Oddly enough I’m hesitant to read them all. I so like having a whole bunch of good comics to look forward to that I don’t want to get through them so quickly. I want them to last. You can only read something for the first time once. And so many somethings is a treat.

So far I have read: Paul Has a Summer Job, it’s a coming of age story as Paul gets a job after high school as a camp counselor at a camp in the middle of the woods and learns something about life, love and fun. Good stuff that has a lot of heart.

Treasury of Victorian Murder: The Case of Madeleine Smith by Rick Geary, I like this series of books. Geary does an excellent job of transporting the reader to another time and giving us a look into a infamous murder case. Background is given, the people are introduced and the facts laid out before us. Plus some speculation. I love non-fiction and history books but the fact that this is a comic takes me to the time and place in a different way than prose does. This book is about a poisoning case in Scotland in 1855. Every book in the series is good and this is no exception.

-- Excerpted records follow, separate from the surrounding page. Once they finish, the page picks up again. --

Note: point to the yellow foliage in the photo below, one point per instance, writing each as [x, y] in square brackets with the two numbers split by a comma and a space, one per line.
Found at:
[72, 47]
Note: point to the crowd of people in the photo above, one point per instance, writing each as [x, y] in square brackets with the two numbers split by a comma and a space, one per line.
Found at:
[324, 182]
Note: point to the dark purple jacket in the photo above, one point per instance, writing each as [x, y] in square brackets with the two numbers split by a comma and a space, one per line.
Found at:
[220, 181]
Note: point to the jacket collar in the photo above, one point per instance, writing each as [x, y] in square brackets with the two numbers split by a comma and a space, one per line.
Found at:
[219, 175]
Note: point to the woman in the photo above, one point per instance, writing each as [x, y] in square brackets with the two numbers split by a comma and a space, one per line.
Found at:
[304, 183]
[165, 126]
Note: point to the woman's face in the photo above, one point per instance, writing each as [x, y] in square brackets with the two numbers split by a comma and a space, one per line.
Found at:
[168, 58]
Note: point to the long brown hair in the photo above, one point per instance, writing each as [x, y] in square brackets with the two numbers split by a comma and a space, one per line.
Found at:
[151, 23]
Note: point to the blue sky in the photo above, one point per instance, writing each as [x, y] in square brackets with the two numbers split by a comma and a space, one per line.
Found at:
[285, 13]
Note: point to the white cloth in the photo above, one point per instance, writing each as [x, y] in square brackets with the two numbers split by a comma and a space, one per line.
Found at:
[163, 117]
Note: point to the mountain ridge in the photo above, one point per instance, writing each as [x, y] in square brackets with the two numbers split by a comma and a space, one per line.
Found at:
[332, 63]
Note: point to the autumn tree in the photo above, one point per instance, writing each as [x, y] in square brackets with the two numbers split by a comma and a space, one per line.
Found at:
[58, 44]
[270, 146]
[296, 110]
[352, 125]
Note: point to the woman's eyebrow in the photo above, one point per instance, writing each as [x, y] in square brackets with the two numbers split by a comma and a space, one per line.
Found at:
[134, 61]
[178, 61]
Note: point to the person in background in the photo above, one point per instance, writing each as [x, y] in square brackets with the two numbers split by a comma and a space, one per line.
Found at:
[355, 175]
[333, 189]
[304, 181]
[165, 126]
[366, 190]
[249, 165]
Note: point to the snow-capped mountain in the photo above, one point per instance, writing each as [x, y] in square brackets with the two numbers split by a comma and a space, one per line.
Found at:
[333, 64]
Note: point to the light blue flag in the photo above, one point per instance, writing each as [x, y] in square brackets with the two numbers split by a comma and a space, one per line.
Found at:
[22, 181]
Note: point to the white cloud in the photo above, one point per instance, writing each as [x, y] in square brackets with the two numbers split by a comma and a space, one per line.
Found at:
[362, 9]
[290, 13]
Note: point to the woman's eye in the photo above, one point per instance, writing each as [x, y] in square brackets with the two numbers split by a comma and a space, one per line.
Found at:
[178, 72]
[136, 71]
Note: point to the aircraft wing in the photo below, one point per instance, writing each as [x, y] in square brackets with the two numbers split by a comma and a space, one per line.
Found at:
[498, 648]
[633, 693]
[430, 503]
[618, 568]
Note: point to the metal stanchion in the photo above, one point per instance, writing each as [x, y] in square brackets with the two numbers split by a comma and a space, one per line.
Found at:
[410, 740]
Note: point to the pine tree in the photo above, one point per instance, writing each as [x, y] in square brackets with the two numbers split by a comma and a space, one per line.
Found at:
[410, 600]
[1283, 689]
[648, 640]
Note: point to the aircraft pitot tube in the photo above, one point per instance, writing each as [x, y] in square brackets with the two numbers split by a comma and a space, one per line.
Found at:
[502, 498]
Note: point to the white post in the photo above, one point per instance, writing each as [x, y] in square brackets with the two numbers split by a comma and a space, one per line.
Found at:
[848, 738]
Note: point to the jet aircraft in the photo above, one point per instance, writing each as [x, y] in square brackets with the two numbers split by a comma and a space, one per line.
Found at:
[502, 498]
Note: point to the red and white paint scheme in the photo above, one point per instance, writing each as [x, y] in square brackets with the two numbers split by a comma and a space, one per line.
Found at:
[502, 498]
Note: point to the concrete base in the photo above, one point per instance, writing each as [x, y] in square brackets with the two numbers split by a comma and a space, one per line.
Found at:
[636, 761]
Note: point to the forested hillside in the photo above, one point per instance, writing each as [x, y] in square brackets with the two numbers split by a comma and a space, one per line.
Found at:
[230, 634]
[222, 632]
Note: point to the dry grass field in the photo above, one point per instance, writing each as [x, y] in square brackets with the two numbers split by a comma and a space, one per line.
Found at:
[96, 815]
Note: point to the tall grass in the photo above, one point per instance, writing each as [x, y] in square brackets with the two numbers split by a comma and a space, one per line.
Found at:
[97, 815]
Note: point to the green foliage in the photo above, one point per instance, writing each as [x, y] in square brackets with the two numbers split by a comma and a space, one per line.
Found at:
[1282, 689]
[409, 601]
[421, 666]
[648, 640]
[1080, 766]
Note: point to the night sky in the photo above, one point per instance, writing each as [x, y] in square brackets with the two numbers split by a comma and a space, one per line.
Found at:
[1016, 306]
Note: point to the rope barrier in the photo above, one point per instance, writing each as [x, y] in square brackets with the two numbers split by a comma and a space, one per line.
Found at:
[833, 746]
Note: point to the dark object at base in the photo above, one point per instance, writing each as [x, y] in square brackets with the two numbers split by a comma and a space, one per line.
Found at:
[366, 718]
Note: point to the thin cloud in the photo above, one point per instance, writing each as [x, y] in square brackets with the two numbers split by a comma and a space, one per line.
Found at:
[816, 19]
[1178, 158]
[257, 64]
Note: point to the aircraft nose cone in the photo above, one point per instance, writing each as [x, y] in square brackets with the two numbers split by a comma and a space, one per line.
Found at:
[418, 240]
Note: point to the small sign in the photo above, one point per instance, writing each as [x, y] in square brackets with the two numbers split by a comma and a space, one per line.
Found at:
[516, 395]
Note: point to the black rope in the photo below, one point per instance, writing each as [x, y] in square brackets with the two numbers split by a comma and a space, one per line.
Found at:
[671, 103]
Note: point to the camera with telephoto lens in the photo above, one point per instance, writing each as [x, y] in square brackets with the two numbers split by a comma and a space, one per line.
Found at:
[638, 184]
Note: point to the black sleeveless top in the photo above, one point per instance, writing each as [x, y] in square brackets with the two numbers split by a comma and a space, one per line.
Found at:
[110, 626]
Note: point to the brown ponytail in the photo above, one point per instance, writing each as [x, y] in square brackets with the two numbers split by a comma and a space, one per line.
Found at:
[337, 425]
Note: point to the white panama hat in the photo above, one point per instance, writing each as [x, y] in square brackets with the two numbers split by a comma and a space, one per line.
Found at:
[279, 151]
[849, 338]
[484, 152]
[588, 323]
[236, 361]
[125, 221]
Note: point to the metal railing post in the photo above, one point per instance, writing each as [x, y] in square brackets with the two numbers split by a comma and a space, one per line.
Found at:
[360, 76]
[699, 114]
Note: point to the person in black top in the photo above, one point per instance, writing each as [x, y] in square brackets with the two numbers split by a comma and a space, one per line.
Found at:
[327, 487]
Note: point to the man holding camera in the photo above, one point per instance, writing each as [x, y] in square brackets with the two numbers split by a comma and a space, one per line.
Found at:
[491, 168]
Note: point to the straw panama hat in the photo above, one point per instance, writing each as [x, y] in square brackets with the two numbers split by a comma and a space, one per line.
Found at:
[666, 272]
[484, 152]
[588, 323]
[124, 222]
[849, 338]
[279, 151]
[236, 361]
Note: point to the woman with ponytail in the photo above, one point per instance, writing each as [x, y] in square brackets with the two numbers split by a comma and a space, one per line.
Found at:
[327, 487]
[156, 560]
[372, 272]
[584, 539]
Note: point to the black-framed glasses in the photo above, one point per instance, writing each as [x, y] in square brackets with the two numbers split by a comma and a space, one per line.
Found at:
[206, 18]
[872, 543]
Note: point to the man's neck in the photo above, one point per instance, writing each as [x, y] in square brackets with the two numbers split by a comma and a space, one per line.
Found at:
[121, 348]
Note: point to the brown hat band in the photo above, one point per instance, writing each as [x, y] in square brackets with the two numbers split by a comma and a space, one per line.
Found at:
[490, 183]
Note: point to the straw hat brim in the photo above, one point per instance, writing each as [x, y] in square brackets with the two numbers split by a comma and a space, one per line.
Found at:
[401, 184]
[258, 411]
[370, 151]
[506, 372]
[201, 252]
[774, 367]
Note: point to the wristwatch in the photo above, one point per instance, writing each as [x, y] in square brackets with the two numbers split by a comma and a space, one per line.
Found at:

Kamandi Archives 1, I have only read the first issue in this and it is the first time I have ever read it. I have probably read about a third of the Kamandi series so most of it will be new. The main comment I have is, “This is how a first issue should be done”. I have complained before about origin issues but this is a good one. We are introduced to many interesting concepts and characters while the story is being told in a mere 22 pages. It left me wanting to see more of Kamandi’s world. There is a reason Kirby is such a renowned storyteller and Kamandi 1 is sure proof of that.

Mad Archives 1, I have read the first two issues in here and though the humor is a little dated (just in places) the cartooning is first rate and funny is funny. I had read that these were a little bigger than the normal DC Archives but they are really quite a bit bigger. They are about an inch taller and two inches wider. I like the big size a lot. I guess it’s to fit in with the Mad Magazine size reprints.

Happiness is a whole pile of good comics to read.